The chaos of the Afghan government’s collapse, the desperate evacuation, the embarrassment of an abandoned U.S. embassy on the 20th anniversary of Sept. 11, “It really goes to show that the United States still didn’t have good insight into Afghanistan,” Whitlock said. “General Lute says we were fundamentally devoid of understanding, we saw it all through American eyes, and we just didn’t get it.”

As a black mirror of the past two decades, The Afghanistan Papers is a damning display. It should make readers angry. But readers angry only now, at the war’s bitter end, failed to pay attention for 20 years. They don’t deserve the emotion.

Whitlock is not that harsh toward his fellow citizens.

“Most people go about their daily business, not tracking this stuff that closely, and listening to their elected officials,” Whitlock said. “The way I look at it as a reporter, the best example is when military officials testify before Congress. They get sworn in to tell the truth and give advice regardless of politics. People see these generals. They have a lot of credibility; they carry a lot of weight. They believe them.”

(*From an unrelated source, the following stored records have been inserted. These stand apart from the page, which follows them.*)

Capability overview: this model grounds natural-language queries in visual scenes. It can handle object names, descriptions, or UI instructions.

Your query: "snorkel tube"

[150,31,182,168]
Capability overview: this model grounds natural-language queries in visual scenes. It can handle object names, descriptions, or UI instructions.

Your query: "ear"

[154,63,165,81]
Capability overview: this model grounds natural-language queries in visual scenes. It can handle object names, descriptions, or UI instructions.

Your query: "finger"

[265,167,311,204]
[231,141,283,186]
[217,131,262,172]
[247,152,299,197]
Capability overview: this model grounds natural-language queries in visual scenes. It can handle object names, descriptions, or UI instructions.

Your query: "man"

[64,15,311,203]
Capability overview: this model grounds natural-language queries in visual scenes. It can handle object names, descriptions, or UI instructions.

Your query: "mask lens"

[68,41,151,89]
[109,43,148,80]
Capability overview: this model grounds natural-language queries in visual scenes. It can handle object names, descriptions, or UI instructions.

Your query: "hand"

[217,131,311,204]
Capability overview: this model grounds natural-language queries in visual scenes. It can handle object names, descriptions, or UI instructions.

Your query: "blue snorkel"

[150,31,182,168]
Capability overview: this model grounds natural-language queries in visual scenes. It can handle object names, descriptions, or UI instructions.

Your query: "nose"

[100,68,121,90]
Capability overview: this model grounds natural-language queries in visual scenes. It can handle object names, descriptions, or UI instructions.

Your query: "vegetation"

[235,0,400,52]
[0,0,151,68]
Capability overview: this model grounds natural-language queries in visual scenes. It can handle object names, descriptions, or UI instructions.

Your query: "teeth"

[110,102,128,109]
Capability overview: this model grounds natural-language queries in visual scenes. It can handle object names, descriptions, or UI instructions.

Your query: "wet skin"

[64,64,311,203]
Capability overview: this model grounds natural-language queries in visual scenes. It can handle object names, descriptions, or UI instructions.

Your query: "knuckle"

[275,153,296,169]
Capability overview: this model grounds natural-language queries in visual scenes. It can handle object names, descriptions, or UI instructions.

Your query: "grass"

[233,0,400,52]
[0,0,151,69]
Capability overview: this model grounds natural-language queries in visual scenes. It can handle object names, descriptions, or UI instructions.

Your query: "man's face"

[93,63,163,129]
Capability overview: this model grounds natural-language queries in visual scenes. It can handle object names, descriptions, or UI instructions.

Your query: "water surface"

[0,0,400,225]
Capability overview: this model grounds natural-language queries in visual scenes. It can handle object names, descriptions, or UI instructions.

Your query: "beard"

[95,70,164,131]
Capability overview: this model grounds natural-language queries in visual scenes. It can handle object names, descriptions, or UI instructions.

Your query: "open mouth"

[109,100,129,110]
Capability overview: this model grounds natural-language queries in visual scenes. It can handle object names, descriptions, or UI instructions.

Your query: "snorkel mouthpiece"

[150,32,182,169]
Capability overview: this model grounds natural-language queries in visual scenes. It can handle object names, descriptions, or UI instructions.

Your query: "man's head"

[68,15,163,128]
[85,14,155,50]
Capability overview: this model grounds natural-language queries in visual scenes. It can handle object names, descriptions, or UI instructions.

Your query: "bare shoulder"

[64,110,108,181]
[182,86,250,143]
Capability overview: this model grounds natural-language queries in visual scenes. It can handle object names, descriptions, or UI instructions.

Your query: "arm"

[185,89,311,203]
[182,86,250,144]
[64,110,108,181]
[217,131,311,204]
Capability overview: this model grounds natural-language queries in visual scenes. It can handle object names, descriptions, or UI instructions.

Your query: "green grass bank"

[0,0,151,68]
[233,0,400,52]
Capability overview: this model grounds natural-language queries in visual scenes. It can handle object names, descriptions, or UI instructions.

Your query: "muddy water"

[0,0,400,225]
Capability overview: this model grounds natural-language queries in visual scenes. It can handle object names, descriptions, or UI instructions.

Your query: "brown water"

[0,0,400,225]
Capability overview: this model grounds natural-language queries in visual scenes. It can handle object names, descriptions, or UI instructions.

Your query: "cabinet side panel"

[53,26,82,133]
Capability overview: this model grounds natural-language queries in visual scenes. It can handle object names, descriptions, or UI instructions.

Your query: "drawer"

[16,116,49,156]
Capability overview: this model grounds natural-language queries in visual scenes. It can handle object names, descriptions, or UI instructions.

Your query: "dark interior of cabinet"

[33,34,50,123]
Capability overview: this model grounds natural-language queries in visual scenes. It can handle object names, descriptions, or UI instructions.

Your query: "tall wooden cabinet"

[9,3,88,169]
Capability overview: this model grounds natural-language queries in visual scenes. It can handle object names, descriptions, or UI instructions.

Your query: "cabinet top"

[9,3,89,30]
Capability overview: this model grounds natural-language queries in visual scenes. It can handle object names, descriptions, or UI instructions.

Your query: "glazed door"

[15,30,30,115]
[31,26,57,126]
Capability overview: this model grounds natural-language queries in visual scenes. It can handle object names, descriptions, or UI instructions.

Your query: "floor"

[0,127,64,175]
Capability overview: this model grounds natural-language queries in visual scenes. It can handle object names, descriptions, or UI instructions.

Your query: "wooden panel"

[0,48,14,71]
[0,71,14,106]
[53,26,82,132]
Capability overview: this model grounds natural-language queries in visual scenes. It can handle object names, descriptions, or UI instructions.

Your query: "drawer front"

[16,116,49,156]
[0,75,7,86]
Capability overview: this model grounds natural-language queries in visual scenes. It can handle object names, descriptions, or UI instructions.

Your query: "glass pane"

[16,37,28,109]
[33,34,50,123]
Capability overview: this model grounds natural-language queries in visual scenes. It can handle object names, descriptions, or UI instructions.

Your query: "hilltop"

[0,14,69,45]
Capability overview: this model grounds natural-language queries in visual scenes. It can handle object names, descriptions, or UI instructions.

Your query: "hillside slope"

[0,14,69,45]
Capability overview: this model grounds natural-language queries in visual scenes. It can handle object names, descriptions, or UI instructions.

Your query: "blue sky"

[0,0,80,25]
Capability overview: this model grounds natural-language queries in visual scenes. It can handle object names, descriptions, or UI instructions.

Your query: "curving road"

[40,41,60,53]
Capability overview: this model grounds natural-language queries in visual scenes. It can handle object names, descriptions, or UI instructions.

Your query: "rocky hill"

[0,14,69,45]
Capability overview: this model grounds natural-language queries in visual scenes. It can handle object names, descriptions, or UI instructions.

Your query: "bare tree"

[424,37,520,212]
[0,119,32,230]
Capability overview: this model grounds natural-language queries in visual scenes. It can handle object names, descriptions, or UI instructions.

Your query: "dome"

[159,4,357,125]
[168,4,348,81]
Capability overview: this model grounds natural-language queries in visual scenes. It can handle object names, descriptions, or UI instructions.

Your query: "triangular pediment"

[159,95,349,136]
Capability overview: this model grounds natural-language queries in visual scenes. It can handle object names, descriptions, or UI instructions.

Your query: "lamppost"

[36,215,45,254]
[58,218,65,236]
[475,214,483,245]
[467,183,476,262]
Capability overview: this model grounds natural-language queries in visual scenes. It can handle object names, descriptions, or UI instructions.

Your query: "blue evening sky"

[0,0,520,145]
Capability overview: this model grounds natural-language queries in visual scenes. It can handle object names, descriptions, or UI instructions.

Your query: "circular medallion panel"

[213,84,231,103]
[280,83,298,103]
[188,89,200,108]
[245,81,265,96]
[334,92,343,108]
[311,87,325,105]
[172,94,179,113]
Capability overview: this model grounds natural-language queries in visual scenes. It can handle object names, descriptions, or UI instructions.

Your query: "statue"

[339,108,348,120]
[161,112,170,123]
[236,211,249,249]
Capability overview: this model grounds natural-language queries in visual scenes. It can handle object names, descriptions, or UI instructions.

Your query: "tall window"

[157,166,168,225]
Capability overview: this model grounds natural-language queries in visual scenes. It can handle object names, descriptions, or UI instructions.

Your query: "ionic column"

'The Afghanistan Papers' has presented 20 years of poor planning at every turn, so why would the catastrophe of the ending ever have been different?

I never went to Afghanistan. My investment with our Middle East adventures does date back 31 years, to August 1990, when I was a young soldier who volunteered to go somewhere, anywhere, with the expeditionary force deploying to Saudi Arabia to defend against Iraq. I got my wish. My later-now-distant embedded reporting trips to Iraq in 2007-09 were easy to manage—a plane from Kuwait to Baghdad, and short jaunts to downtown forts after that. I paid attention to Afghanistan but embeds required flights to Bagram and helicopters and convoys to who knows where, to climb mountains to impossible outposts.

Go to Afghanistan? Too much trouble.

Afghanistan has not entered its final act. Before the U.S. arrived in 2001, it was a nation of tribes and corruption and dreams and violence and life and it remains the same. All that ended is the United States’ large-scale involvement there.

“I would have thought the Defense Department would have had a better plan,” in the event of a sudden government collapse such that occurred, Whitlock said. “It seemed like such an obvious concern. We knew we were pulling the plug, we knew we had these interpreters, and we knew the physical layout of the country. Yeah, I’m pretty surprised we didn’t have better plans in place—this wasn’t out of the realm of possibility.”

But The Afghanistan Papers has presented 20 years of poor planning at every turn, so why would the catastrophe of the ending ever have been different? Individual operations were well-executed of course, but never in enough service to a coherent whole.

The war began in October 2001 with near-unanimous support with a clear-cut reason with a specific target in Osama bin Laden with retaliation for the September 11 attacks on all our minds. It took about nine-and-a-half years to find and kill bin Laden on May 1, 2011. Our involvement lasted 10 more years, with four extra months tacked on for good measure, and U.S. lives lost to the very end.

There are 2,500 dead U.S. service-members, a trillion dollars in cost, and lies for every day spent in Kabul’s streets, Nuristan’s mountains, and Helmand’s fields. The true number of the dead citizens of Afghanistan will never be counted.